Las noticias demoledoras bajaron la moral del general, pero no sus otros impulsos. Algunos días después, el edecán volvió a golpear la puerta del cuarto en el que Lavalle purgaba sus penas bajo las cobijas. Nuevamente, malas noticias: la mayor parte de las tropas de Acha que marchaban hacia Santiago acababan de desertar.
Los hechos obligaban a Lavalle a tomar una decisión urgente. Yendo y viniendo de aquí para allá en ropa interior, debía pensar en algo. La mano extendida de su amante desde la cama era una invitación a reflexionar con calma. Entonces, mientras acomodaba su cuerpo al de la mujer, se dijo que ya se le ocurriría algo. No había que precipitarse. Y así se sucedían los días y las peores catástrofes y el general no abandonaba su cálido refugio.

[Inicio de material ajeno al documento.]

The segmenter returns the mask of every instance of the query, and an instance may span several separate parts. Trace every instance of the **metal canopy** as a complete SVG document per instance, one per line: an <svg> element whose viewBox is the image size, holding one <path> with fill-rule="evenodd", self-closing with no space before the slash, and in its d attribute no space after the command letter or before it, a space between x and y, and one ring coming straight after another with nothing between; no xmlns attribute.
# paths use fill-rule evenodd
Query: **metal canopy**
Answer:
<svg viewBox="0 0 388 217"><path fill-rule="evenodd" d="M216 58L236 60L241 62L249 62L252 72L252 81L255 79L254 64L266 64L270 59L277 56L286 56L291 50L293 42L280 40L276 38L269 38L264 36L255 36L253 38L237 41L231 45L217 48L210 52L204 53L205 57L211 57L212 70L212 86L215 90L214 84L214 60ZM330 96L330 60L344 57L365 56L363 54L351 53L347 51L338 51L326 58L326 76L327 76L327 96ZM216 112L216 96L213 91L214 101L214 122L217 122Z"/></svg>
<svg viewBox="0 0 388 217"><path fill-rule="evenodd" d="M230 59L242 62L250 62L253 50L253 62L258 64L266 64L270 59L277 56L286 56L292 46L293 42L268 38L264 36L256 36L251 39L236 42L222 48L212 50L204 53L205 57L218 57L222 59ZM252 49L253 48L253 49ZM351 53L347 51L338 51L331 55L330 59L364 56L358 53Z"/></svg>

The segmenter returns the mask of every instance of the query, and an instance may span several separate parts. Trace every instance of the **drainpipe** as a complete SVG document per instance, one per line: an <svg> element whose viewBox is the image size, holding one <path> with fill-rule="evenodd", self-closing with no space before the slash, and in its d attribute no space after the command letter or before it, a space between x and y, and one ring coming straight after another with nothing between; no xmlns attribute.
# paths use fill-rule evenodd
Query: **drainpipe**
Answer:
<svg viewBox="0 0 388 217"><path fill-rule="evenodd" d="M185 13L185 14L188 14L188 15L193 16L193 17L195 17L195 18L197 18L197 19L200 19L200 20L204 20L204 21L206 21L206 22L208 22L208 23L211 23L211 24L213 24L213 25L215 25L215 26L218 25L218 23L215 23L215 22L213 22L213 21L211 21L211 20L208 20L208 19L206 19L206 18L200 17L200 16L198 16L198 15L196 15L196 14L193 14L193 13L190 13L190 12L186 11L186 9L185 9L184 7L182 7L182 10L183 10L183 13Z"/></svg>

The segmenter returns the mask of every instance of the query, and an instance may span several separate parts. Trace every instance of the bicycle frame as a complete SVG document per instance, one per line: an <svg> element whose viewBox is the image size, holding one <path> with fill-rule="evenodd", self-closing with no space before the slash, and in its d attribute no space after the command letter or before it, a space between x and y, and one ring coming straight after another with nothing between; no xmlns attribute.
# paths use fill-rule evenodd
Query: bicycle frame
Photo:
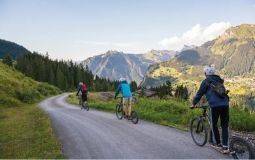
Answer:
<svg viewBox="0 0 255 160"><path fill-rule="evenodd" d="M119 105L123 106L123 97L116 97L120 99Z"/></svg>
<svg viewBox="0 0 255 160"><path fill-rule="evenodd" d="M213 132L213 126L212 126L212 119L211 116L208 115L207 113L207 108L209 108L208 106L201 106L201 107L197 107L197 108L201 108L203 109L202 115L199 116L200 119L202 119L203 121L207 121L209 124L209 134L212 134L212 140L213 143L216 143L215 137L214 137L214 132ZM210 108L209 108L209 112L210 112ZM199 127L199 126L198 126ZM199 128L197 128L198 130Z"/></svg>

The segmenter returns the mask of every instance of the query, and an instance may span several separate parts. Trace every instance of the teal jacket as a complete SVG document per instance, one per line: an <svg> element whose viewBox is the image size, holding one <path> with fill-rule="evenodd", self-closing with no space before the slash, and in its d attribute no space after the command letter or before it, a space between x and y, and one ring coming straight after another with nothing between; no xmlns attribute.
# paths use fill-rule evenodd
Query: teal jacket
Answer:
<svg viewBox="0 0 255 160"><path fill-rule="evenodd" d="M117 90L115 91L115 97L117 97L120 92L121 92L122 96L125 98L132 97L130 85L127 83L127 81L123 81L119 84Z"/></svg>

El general Lamadrid, harto de la inexplicable apatía de Lavalle, decidió separarse y retomar la marcha con el Segundo Ejército. Pero ni siquiera esto alteró la actitud del jefe enamorado.
Según el relato de Iriarte, Lavalle «se manifestó muy indiferente, contentándose con decir que Lamadrid era un loco». Las tropas, varadas en Anjuli en la más completa inacción, asistían con preocupación al encierro de su jefe máximo. Iriarte, desesperado ante el avance de las fuerzas de Oribe, apuntó: “¡El tahalí (que es el cinto que sostiene la espada) del soldado ha sido reemplazado por la cintura de Venus! […] Entre tanto conciliaba el no separarse de su nuevo adorado tormento, pues se había entregado en cuerpo y bienes a los encantos del amor.”
Tan insostenible se tornó la situación, que gran parte de los oficiales abandonaron a Lavalle y marcharon junto al general Lamadrid. Era el comienzo del fin de la Campaña Libertadora. Sin embargo, no iban a terminar allí las aventuras amorosas de Juan Lavalle.